Back at my last position we used slack almost like a notes application. I still like it a bit better than confluence. Documentation, sure, think. Slow down. But notes need to be immediate or they won't get captured at all. There slack excelled.
Problem at my work is that we have data retention policies on Slack. So we treat it as a great source of info, but then messages simply expire after long enough.. still need documentation as well
I haven't seen it happen well, but I'd like to think retention policies, especially somewhat tight ones, could encourage folks to move durable information elsewhere. If you know this explanation is going to be removed in a month or a few months, you know to polish it up somewhere else.
Most stuff in slack should be ephemeral enough to not need that process, but I know that in reality that process never actually happens because the one that needs to move it doesn't have any incentive to do so, and it being deleted doesn't really harm them either.
Its all fun and games until some doofus posts a password in Slack and now your security team demands 30 days retention and you can't use Slack to search for anything any more.
If a doofus posts a password, the doofus gets to run the password rotation runbook for that service, done. If the runbook is too long, a PR to automate it is a great alternative.

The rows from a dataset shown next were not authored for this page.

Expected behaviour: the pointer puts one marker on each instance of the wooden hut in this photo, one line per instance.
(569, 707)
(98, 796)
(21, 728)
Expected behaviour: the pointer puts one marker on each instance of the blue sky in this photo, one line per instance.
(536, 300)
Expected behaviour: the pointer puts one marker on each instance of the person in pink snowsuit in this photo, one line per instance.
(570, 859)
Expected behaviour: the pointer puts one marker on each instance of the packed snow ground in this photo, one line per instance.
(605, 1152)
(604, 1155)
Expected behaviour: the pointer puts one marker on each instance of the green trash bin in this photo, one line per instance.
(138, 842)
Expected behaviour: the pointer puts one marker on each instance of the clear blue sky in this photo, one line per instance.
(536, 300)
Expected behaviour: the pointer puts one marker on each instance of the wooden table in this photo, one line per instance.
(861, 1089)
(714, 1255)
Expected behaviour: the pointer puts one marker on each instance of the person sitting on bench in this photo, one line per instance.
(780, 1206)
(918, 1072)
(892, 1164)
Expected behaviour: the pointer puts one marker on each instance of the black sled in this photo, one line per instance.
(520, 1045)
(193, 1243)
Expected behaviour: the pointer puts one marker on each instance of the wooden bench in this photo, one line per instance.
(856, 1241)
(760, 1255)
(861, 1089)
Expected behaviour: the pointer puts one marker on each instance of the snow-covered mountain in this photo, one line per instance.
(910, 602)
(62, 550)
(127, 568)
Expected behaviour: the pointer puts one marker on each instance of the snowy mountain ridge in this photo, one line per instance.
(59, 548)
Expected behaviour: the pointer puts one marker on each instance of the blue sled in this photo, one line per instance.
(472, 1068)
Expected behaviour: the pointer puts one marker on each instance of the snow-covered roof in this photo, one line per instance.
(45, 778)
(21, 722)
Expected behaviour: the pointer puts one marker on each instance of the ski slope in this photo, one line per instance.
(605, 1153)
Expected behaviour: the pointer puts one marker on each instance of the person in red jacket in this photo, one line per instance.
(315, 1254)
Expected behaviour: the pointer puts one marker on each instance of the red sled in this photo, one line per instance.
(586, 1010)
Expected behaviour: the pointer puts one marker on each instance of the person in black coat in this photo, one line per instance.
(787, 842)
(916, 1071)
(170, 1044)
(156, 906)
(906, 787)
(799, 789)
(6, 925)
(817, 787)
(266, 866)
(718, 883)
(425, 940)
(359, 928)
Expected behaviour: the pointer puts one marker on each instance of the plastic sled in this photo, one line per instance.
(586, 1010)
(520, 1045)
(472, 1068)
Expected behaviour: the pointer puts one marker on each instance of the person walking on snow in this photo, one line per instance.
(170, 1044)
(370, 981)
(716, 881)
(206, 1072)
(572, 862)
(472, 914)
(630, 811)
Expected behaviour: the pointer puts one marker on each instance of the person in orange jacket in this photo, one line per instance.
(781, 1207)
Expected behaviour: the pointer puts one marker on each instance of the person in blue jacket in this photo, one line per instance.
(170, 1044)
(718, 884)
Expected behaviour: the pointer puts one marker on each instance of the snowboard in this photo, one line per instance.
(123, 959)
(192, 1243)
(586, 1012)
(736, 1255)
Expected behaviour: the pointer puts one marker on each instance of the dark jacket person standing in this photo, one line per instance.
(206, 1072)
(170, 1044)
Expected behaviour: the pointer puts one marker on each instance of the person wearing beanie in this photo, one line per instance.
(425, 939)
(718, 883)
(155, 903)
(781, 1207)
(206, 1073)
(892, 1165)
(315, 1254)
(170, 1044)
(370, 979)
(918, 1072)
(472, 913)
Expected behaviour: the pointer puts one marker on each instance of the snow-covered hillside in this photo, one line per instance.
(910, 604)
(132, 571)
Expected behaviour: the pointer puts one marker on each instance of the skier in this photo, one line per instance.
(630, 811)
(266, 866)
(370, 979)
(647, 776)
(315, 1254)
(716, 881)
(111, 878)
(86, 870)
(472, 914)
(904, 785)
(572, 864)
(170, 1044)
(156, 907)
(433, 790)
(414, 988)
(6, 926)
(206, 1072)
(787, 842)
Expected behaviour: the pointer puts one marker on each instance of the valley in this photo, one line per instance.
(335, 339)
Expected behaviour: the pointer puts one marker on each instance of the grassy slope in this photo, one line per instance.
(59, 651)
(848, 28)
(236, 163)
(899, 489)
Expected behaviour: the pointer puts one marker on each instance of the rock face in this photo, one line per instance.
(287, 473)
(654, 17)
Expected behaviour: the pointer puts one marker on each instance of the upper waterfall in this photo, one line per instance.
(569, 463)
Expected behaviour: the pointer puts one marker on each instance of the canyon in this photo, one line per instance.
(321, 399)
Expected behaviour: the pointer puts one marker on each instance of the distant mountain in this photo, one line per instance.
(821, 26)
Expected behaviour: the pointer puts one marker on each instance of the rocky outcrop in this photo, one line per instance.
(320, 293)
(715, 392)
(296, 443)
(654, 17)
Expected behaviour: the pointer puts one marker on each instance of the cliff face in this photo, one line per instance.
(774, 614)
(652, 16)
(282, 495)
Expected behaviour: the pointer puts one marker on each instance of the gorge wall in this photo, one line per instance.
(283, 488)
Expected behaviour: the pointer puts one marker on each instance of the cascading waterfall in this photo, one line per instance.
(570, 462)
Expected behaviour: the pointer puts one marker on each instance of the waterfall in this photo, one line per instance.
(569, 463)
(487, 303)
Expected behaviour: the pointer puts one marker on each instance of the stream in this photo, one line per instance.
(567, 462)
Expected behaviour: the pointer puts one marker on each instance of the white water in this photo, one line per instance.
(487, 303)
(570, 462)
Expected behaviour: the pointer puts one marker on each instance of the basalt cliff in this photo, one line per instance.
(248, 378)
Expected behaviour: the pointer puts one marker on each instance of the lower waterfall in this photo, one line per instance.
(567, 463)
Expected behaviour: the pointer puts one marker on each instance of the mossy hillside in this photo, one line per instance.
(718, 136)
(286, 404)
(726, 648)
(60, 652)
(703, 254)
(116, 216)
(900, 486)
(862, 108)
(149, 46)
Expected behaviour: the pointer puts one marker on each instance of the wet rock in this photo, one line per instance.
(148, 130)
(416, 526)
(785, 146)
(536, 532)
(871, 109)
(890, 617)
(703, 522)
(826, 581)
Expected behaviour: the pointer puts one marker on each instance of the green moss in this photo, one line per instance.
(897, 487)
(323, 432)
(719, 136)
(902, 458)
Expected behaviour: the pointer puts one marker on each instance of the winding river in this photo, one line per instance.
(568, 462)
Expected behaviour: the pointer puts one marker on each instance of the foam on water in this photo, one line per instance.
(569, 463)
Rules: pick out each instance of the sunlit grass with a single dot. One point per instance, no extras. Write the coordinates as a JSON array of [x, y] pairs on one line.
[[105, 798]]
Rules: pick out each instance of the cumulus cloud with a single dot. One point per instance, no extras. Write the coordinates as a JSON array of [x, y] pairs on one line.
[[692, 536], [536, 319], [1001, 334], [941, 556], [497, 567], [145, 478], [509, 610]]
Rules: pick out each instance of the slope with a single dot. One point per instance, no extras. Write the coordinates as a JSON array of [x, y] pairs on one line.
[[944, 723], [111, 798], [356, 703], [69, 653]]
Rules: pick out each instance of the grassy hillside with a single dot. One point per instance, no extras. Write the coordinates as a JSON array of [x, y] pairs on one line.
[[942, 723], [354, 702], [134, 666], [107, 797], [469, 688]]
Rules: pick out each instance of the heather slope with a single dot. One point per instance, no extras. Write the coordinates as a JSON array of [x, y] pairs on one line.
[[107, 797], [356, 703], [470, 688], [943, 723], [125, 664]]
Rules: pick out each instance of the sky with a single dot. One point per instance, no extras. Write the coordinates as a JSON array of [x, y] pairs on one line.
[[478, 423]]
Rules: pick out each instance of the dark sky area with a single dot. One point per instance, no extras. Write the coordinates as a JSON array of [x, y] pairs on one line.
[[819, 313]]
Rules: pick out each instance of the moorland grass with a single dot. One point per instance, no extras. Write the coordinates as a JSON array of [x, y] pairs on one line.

In one particularly unfortunate case I can recall, the same engineer, having been thoroughly tired out by the lengthy and stressful (production-critical) rotation procedure, then pasted the new password again when announcing the rotation's completion. But it never happened after that. :-)
It seems like most of the article complaints are cultural, more than they are about the platform itself. Obviously it's still early days for my usage, but strictly evaluating the tool itself, it seems pretty solid. Definitely better than "unnamed but awful FAANG-specific tool".